Dytiscus marginalis

gewone geelrand

Lengte 27-35 mm, januari-december.

Kenmerken
Rugzijde roodbruin tot donkerbruin met groenige glans. Onderzijde gelig. Halsschild en de randen van de dekschilden geel gerand. Dekschilden van het mannetje (144 1a g) glad, glanzend, die van het vrouwtje gegroefd (144 1b g). Tarsen van de voorpoten van het mannetje hebben zuignapjes. Heupen van de achterpoten afgerond.

Voorkomen
Algemeen in sterk begroeide stilstaande wateren, brede sloten en vijvers. Kan goed vliegen.

Levenswijze
De gewone geelrand leeft ongeveer 5 jaar als volwassen kever. Hij voedt zich voornamelijk met andere waterinsecten en hun larven, kikkervisjes en zelfs visjes en kleine salamanders, maar ook met aas. Tegen een aanval van grote vijanden kan hij zich verweren door een melkachtig wit kliersecreet dat tussen de randen van het halsschild wordt afgescheiden en dat bij vissen en amfibieƫn een verlammende uitwerking heeft. De paring vindt meestal plaats in de herfst. Daarbij zit het mannetje met de zuignappen vastgekleefd op het halsschild van het vrouwtje. De zuignapjes zitten aan de onderkant van de eerste 3 tarsleden die kort en verbreed zijn als halve schijfjes. Onder ieder schijfje zitten ongeveer 150 kleine, cirkelronde zuignapjes, die dus een belangrijke rol spelen bij de verovering en het monopoliseren van een vrouwtje.
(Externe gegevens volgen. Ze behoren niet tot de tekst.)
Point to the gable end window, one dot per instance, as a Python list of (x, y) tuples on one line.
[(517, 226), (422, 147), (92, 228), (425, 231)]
Pas in het voorjaar boort het vrouwtje met de legboor de eieren in stengels en bladeren van waterplanten. De larve wordt tot 6 cm lang en heeft een grote kop met stevige, holle, dolkvormige kaken. Daarmee vangt zij allerlei soorten waterdieren (144 1c g). De larve hangt voor een groot deel van de dag meestal stil in het water met een gekromde, enigszins S-vormige houding met de punt van het achterlijf aan het wateroppervlak en de kop omlaag. Aan de achterlijfspunt zitten 2 trachee-openingen waardoor atmosferische lucht kan worden uitgewisseld. Als er prooi langs komt wordt deze met een snelle uitval gegrepen met de kaken. Door de kaken stromen verteringssappen in de prooi die het dier doden en binnenshuids oplossen tot een soep. De prooi wordt daarna uitgezogen waarbij voedseldelen via de zuigkanalen in de kaken worden opgenomen. Grote larven eten ook kleinere soortgenoten en kunnen zo de aantallen reguleren bij een te grote populatiedichtheid. De larve kan zich rustig zwemmend met de poten naar andere jachtplekken verplaatsen, maar kan bij gevaar ook snel wegvluchten door kronkelige bewegingen te maken. Volgroeide larven kunnen de mens bij het beetpakken bijten en dat kan een schrikreactie veroorzaken, maar de kaken dringen gewoonlijk niet door de mensenhuid heen. Verpopping vindt plaats in de zomer in een holletje in de oever. Na 3-4 weken komt de nieuwe kever uit die zich spoedig naar het water toe beweegt.